Ramsond RMM3 Review
The Quick Answer
Two thumbs up, five stars or something that means this tool works great and is a good value when compared to brands with name recognition. If you want more details, keep reading.
I bought my Ramsond RMM3 off Ebay for just over $200 including shipping. I'd have to spend about that much if I rented one for 4-5 days.
The Real World
April 14th, 2007
In about a month I'll be putting down about 1,000 sq. ft. of bamboo floor. I'll update this page and let you know how it goes. There isn't a lot of info out there on these Ramsond nailers so I thought I'd put up the page I hoped to find.
May 12th, 2007
Yesterday I used the RMM3 to staple down two small samples of bamboo floor. The staples I used were Bostitch BCS1512 (1.5" long, 15.5 guage, 1/2" crown).

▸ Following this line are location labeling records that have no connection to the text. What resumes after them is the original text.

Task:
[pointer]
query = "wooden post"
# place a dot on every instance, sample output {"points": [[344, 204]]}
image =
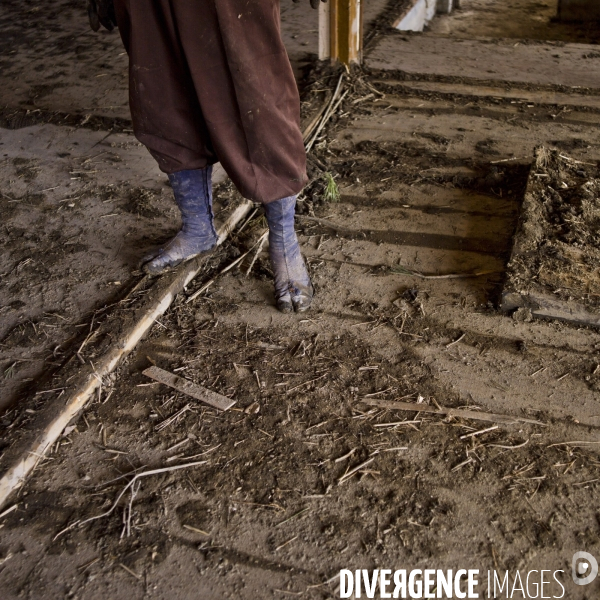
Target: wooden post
{"points": [[340, 31]]}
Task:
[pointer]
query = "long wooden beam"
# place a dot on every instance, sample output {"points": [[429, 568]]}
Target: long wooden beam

My only complaint is with the shoes that are provided. Neither shoe works well for 5/8" flooring. (Maybe my 5/8" bamboo isn't normal.) I'll try adding some thin washers under the shoe, one on each of the four screws that hold it on. With a slightly thicker shoe I think the gun would side right to where it needs to be for a good shot. As it is now the shoe doesn't hold the gun far enough off the floor. Part of the gun hits the edge of the tounge and has to ride up over the tounge before it hits the edge of the floor. I'm no flooring expert, but it doesn't seem good for it to bump up to the floor in a position where it is really close to right, but not quite there. I've been thinking of trying "The Original Nailer Shoe".
July 12th, 2007
I'm still waiting for my drywall guys to finish touching up my walls so I can paint and finally get to the floors. I'm more excited to find out how this gun is than you are!
July 25th, 2007
I've put down about 150 sqft of flooring so far. The few times I've ended up with a staple in the wrong place had (much) more to do with the operator than the RMM3. Twice it only put a staple in about half way. I think that was because I didn't hit it hard enough with the mallet. I'm running at 60 psi to get the staples into the bamboo floor and OSB sub-floor.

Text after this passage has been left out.